When the city sent out a CodeRED alert at 11:30 a.m. on Monday encouraging the residents of Wheel Estates Mobile Home Park to evacuate ahead of Hurricane Sandy, the DeRosambeau family of Apache Drive didn't hesitate to pack up some belongings and head to the emergency shelter at St. Elizabeth's Parish Center.
"We used to live in Florida and down there, mobile homes are protected from flipping over," Arthur DeRosambeau said Monday afternoon. "The mobile homes up here are just sitting on cement blocks. I tried to shore up the house the best I could before we left."
DeRosambeau, his wife, Linda, their grandson, Nathan Shute, and his 3-year-old daughter, Pamela, arrived at the emergency shelter a little after 12:30 p.m.
"Our son lives in Ware and we were thinking of heading there, but it's just as bad," Linda DeRosambeau said.
While the family was setting up cots for the night, other residents from Wheel Estates were beginning to show up. Many residents of the 200 units were hesitant to leave their homes, but they began arriving after the officers from the North Adams Police Department came up to the park to evacuate residents at 4:15 p.m. As of 7 p.m., there were 10 residents from Wheel Estates and two other city residents at the shelter.
The city declared a state of emergency Monday at noon, which is in effect until further notice. There is no parking on city streets while it is effect. Sandy was downgraded to a posttropical cyclone by the National Weather
While rain and high winds from Hurricane Sandy held off until mid-afternoon, the city began receiving calls about downed trees as early as 11 a.m. The city's fire and police departments, along with the Department of PublicWorks crews, responded to about 15 downed tree or wire reports by 6:30 p.m., including a tree that fell into a house on Notch Road.
Mayor Richard J. Alcombright said power outages had been reported in several parts of the city - on the Mohawk Trail and Rock, Peeble, Furnace, and Francis streets, as well as on Notch and Reservoir roads - as a result of high winds knocking trees into wires. He said National Grid was responding to outages as quickly as possible.
"At this time our local resources are able to handle things. Everyone is out working or checking situations at this time," the mayor said.
However, the unpredictable nature of the storm was making planning hard for the city's emergency team.
"We probably won't know what we're looking at fully until [Tuesday] morning," the mayor said. "We're just looking to sustain ourselves through the night, as the winds are expected to continue."
The mayor said that even though flood warnings had been issued, emergency personnel were more concerned with wind damage than flooding.

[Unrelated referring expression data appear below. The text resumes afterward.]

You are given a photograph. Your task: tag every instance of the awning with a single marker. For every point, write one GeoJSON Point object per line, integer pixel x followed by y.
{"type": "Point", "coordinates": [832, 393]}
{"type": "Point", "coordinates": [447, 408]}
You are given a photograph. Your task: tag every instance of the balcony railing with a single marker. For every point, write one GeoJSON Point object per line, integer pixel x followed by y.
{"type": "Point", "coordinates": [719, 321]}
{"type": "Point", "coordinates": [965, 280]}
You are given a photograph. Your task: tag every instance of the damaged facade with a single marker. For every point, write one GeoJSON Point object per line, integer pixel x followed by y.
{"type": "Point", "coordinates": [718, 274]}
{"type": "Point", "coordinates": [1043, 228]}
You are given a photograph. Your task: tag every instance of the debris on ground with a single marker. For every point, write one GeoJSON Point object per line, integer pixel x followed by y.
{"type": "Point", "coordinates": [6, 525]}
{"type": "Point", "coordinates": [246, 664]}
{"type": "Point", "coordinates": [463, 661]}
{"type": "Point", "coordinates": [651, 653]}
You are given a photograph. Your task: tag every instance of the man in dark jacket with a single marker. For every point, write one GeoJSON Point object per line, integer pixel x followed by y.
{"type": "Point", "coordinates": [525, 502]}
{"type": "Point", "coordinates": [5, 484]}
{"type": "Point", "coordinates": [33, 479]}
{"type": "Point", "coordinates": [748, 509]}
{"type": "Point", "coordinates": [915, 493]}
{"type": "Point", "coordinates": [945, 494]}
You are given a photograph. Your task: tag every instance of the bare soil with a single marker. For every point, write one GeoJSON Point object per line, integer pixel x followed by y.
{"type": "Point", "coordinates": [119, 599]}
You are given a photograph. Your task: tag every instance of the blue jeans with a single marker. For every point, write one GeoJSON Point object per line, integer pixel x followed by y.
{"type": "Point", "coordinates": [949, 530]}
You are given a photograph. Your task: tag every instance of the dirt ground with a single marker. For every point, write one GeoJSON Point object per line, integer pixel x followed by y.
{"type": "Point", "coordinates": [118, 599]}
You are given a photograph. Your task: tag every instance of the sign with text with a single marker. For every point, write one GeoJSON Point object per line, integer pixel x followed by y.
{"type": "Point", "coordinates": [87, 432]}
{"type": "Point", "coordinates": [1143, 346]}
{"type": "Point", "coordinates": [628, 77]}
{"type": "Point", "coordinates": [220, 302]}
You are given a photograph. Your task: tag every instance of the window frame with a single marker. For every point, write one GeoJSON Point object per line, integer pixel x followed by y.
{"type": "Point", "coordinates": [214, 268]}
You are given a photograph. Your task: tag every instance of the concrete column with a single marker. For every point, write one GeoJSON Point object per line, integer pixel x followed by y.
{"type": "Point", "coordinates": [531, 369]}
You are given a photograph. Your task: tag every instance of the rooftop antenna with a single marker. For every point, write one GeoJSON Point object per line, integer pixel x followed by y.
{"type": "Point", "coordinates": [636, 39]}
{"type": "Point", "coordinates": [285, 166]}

"The rain shouldn't be too significant, as the ground can stand it," Alcombright said. "Our rivers, brooks and streams are way down. There's a lot of volume that can be taken by them. We didn't have to drain our reservoirs, as they were already down. When Irene hit last year, we had a lot of rain, while the eastern end of the state had a lot of wind damage. I think we're seeing something similar to that tonight."
The North Adams Public Schools - Brayton, Greylock and Sullivan elementary and Drury High School - remain closed today.
City offices will open today at 11 a.m., including City Hall, the North Adams Public Library and the Mary Spitzer Center.
In Clarksburg, the town Highway Department was working in tandem with the town fire and police departments, clearing trees from the road as needed, Town Administrator Tom Webb said Monday night.
The town declared a state of emergency at noon on Monday, which remains in effect until further notice. Webb said town offices should be open today, but a decision would be made in the morning based on the storm.
Clarksburg Elementary School remains closed today, and the town has rescheduled trick or treat for Friday, from 5 to 7 p.m. A breakfast scheduled for this morning at the Senior Center has been canceled.
The town set up an emergency operations center at the Clarksburg Fire Station, which was open throughout the night and had prepped for an emergency shelter at the town's senior center. However, as of 7 p.m., the shelter had not been opened.
"Our residents have the ability to go to the shelter at St. Elizabeth's Parish Center, as it's acting as a regional shelter as well," Police Chief Michael Williams said. He said the only major storm-related calls had been for fallen trees.